Quelque 70 organisations issues de la société civile en Suisse, des milieux de l'environnement, de la santé et de l’agriculture ont uni leurs forces au sein de l’alliance «Pas d’étés à 50°C!». Elles réclament des mesures «efficaces» contre le réchauffement climatique et les fortes chaleurs.
Le nom du collectif se veut un avertissement: il n'est plus possible d'exclure que le mercure atteigne 50 degrés en Suisse d'ici 2050. La sécheresse et la chaleur de cet été ne sont que les prémices d’une nouvelle réalité, estime le groupement dans un communiqué mardi. La Suisse, dénonce-t-il, n’en fait toujours pas assez pour combattre le dérèglement.

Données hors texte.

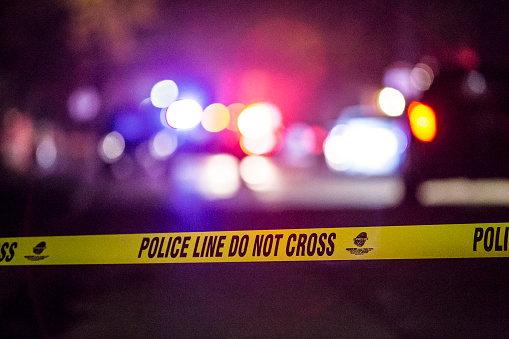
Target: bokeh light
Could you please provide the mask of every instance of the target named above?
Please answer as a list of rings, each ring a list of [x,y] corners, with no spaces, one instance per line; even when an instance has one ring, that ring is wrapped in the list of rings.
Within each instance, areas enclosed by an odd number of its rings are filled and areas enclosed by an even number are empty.
[[[158,108],[164,108],[177,100],[179,89],[172,80],[163,80],[154,85],[150,91],[150,100],[152,105]]]
[[[431,67],[423,63],[415,65],[410,72],[410,82],[419,91],[427,91],[431,87],[434,78],[435,75]]]
[[[250,155],[239,165],[240,177],[255,191],[274,189],[279,182],[277,166],[267,157]]]
[[[478,71],[470,71],[466,78],[466,87],[471,94],[483,94],[487,88],[486,79]]]
[[[397,132],[396,132],[397,131]],[[324,143],[327,164],[352,174],[386,175],[399,165],[402,148],[397,127],[381,120],[352,119],[334,127]]]
[[[345,125],[334,127],[323,145],[325,160],[329,167],[336,171],[345,171],[350,167],[349,159],[352,155],[345,137],[347,128]]]
[[[431,69],[431,72],[433,74],[433,79],[435,79],[438,76],[438,74],[440,73],[440,63],[437,60],[437,58],[435,58],[431,55],[425,55],[421,58],[420,62],[417,65],[422,65],[422,64],[428,66]]]
[[[230,154],[205,159],[200,173],[199,191],[208,199],[228,199],[240,188],[239,163]]]
[[[37,165],[43,169],[50,169],[57,160],[57,146],[50,135],[42,137],[35,151]]]
[[[167,107],[165,108],[161,108],[161,110],[159,111],[159,120],[161,121],[161,125],[163,127],[166,127],[166,128],[170,128],[171,126],[168,125],[168,121],[166,121],[166,111],[167,111]]]
[[[386,87],[378,95],[380,109],[391,117],[397,117],[405,111],[405,97],[397,89]]]
[[[305,116],[328,67],[326,39],[309,23],[269,16],[251,25],[223,67],[221,102],[271,102],[285,121]]]
[[[259,138],[249,138],[245,135],[240,137],[240,147],[246,154],[267,154],[270,153],[277,144],[276,135],[271,132],[262,135]]]
[[[457,52],[458,63],[468,70],[479,67],[479,54],[470,47],[464,46]]]
[[[172,129],[157,132],[150,141],[150,155],[155,159],[166,159],[177,149],[177,133]]]
[[[166,122],[176,129],[190,129],[200,124],[203,109],[191,99],[173,102],[166,110]]]
[[[80,87],[67,100],[69,116],[78,122],[94,119],[101,109],[101,97],[94,87]]]
[[[400,91],[406,100],[417,100],[422,91],[412,83],[412,70],[414,67],[406,63],[398,63],[384,73],[383,85]]]
[[[237,120],[240,113],[246,108],[246,105],[237,102],[229,105],[227,108],[230,112],[230,123],[227,128],[231,131],[238,131]]]
[[[125,149],[124,137],[117,131],[108,133],[100,142],[98,153],[107,163],[114,163],[120,159]]]
[[[211,104],[203,111],[201,124],[209,132],[220,132],[230,123],[230,111],[223,104]]]
[[[257,105],[269,111],[273,131],[281,127],[283,123],[283,116],[281,115],[281,111],[276,105],[271,104],[270,102],[262,102]]]
[[[34,121],[30,115],[16,108],[7,111],[0,134],[0,155],[7,166],[17,172],[26,171],[30,167],[34,135]]]
[[[408,105],[408,121],[413,135],[420,141],[433,141],[437,134],[435,111],[420,102],[413,101]]]
[[[271,112],[262,105],[251,105],[240,113],[237,124],[242,135],[257,139],[273,131]]]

La Confédération n'est déjà pas en mesure d'atteindre des objectifs climatiques pourtant «peu ambitieux» et investit insuffisamment dans la protection du climat, tout en continuant à s'appuyer sur des structures qui alimentent la crise climatique, dénonce le collectif. Des mesures «immédiates» s'imposent donc: meilleure protection des personnes vulnérables, végétalisation à grande échelle des zones habitées et des rénovations permettant aux bâtiments de mieux résister aux effets du changement climatique, en particulier les écoles.
Pollueurs payeurs
Le collectif veut aussi faire davantage passer à la caisse les responsables des émissions de gaz à effet de serre. Les secteurs des transports, de l’économie et de l’agriculture devraient ainsi contribuer financièrement aux coûts des dégâts climatiques qu’ils occasionnent, selon le communiqué. L’alliance prévoit deux manifestations, le 19 septembre en Suisse romande et six jours plus tard en Suisse alémanique.
Elle regroupe notamment plusieurs partis comme le PS genevois et vaudois, les jeunes Vert-e-x-s genevois et vaudois, le POP lausannois et vaudois, le WWF Suisse, divers mouvements pour le climat, le syndicat Unia, Grève pour le climat, l'Asloca à Genève et de nombreuses entités et groupements de tendance «progressiste», en particulier dans l'Arc lémanique.